The flight from Columbus to Atlanta on the way home was delayed by storms in Atlanta.  Apparently no flights left Atlanta for quite some time, so when we finally arrived several hours late, the airport was teeming with people, most of whom had their travel plans go awry.  The backed-up flights had begun to move again by the time we got there, but the atmosphere was still a bit panicked and chaotic.

We came upon Arthur and Lillian waiting for the same outbound flight to Wichita as the one we were on, so we chatted with them while we waited.  Traveling with our travel-savvy Mast relatives (from the family that owns Golden Rule Travel) did not get us home faster than otherwise, but it left Linda and me unburdened with having to work out any of the details involved in a travel delay.

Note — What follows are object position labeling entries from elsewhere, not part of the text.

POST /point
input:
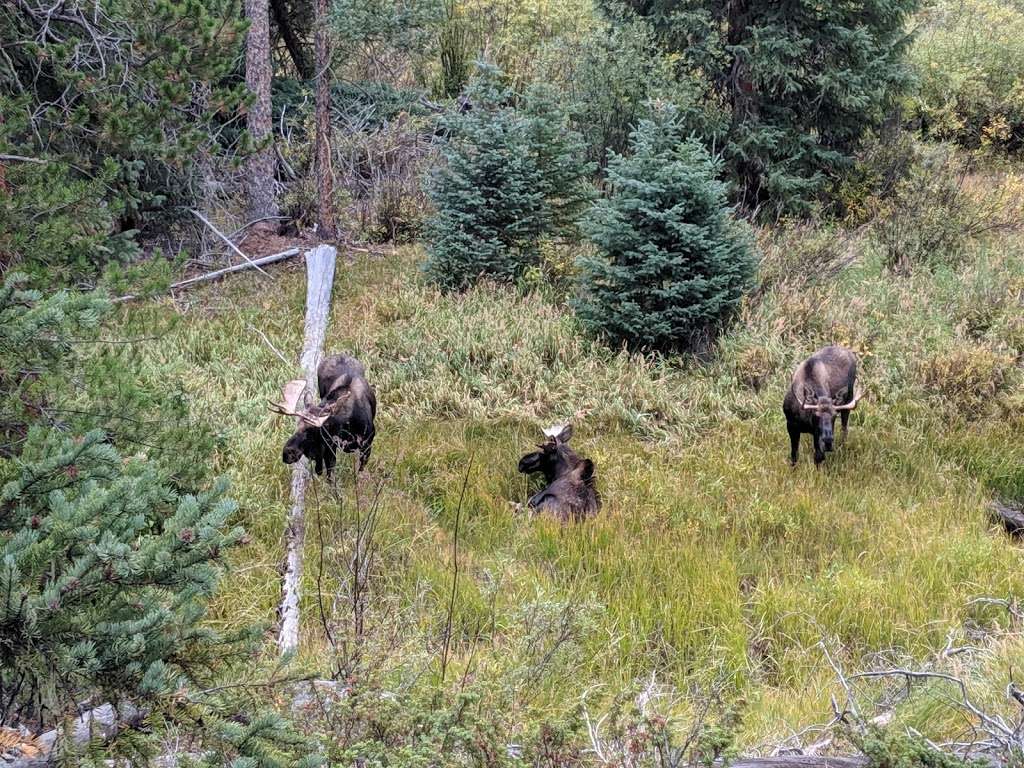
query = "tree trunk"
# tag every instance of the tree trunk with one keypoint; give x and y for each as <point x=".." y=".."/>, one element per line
<point x="320" y="280"/>
<point x="296" y="49"/>
<point x="743" y="99"/>
<point x="261" y="166"/>
<point x="325" y="175"/>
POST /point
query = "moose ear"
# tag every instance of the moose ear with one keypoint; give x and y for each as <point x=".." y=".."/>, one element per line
<point x="292" y="393"/>
<point x="553" y="431"/>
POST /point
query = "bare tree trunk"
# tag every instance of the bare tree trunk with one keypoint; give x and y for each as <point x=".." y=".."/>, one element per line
<point x="325" y="174"/>
<point x="320" y="280"/>
<point x="262" y="165"/>
<point x="296" y="49"/>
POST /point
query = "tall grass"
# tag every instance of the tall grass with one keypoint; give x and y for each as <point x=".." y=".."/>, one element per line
<point x="713" y="562"/>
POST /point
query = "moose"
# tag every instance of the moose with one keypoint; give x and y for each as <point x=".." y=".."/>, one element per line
<point x="343" y="420"/>
<point x="822" y="388"/>
<point x="570" y="493"/>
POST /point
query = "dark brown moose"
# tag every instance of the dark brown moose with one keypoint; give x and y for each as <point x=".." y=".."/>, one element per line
<point x="343" y="420"/>
<point x="822" y="388"/>
<point x="570" y="493"/>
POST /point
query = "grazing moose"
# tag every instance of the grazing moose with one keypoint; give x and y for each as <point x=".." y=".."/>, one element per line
<point x="822" y="388"/>
<point x="570" y="493"/>
<point x="343" y="420"/>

An affirmation of that is the words of a lady in Columbus who left her place in the security line ahead of Linda and me to come back to tell us how beautifully peaceful we looked when she saw us earlier--not like all the other people around us.  Affirmations like that are always a nice surprise.  I hope I can remember to offer similar kindness to others when it's appropriate.


Jan Maskil died this past week.  She lived in the Nickerson area and became a friend when she offered to teach ceramics to the children in the Royal Clovers 4H club that our family and other homeschoolers were part of.  All our boys took her classes.

The Maskils were an unchurched family.  We didn't know it at the time, but when she began teaching Amish Mennonite children, she didn't know much about us, and thought we were a cult.  Very soon, however, she claimed us as her "favorites"  among the ceramics students.  She has often attended the special  events in "her kids'" lives--programs, graduations, weddings--and she wanted to be sure that "her kids" sing at her funeral.

After Jan no longer taught ceramics, Lowell's family stayed in contact with the Maskils.  Lowell rented their pasture for his cattle and Christy helped them in the house.  Garden produce found its way from the Miller garden to the Maskil table, and they had asked Lowell to help them build a retirement home--just before they decided that moving to a duplex at MFC actually made more sense.  The floor plan there was almost identical to the one they had sketched out themselves.  They visited occasionally.

Last week my brother Lowell got a phone call from Dan, Jan's husband, who was quite distraught, saying that his wife "wouldn't make it" and asking if they could come see them in the hospital.  They (Lowell, Judy, and Christy) did so, and were able to speak to Jan, who assured them that she was trusting Jesus in this hour of imminent death.  Dan, too, visibly relaxed when they prayed with him and Jan.  Before they left, Dan made it clear that he would welcome their continued involvement as further events unfolded.  "We don't have a church . . ." was one of his wistful comments.

Lowell helped the family make funeral arrangements yesterday.  The service will be on Friday at the Elliot Funeral Chapel.  I don't know a lot of specifics, but Lowell and "her kids" will apparently be involved.

Jan Maskil and I shared a birthday.  She was exactly 13 years older than I.  I'm glad I knew her and even more glad that she learned to know the Father that we Amish Mennonite "cultists" love and follow.  Who knew--all those years ago when 4H was a new venture for us homeschoolers--that walking through that open door would--many steps and friendships and conversations and years later--result in Jan being able to walk through the door of death trusting in Jesus?

Today during share time in church, various friends of Jan's told what they remembered her saying and teaching.  Joe said that she used to emphasize that what was required was the student's best effort, not just something that is "good enough."  Oren remembered that she taught students to say "I forgot . . ." not "my mom forgot . . . "  Shane remembered that she said (or perhaps had posted on her wall) "Your lack of foresight does not constitute an emergency on my part."  This past year in school I used a similar quote for my language arts students, without remembering where I had first seen it.  Now I'm thinking it must have been on the wall in Jan's basement ceramic shop.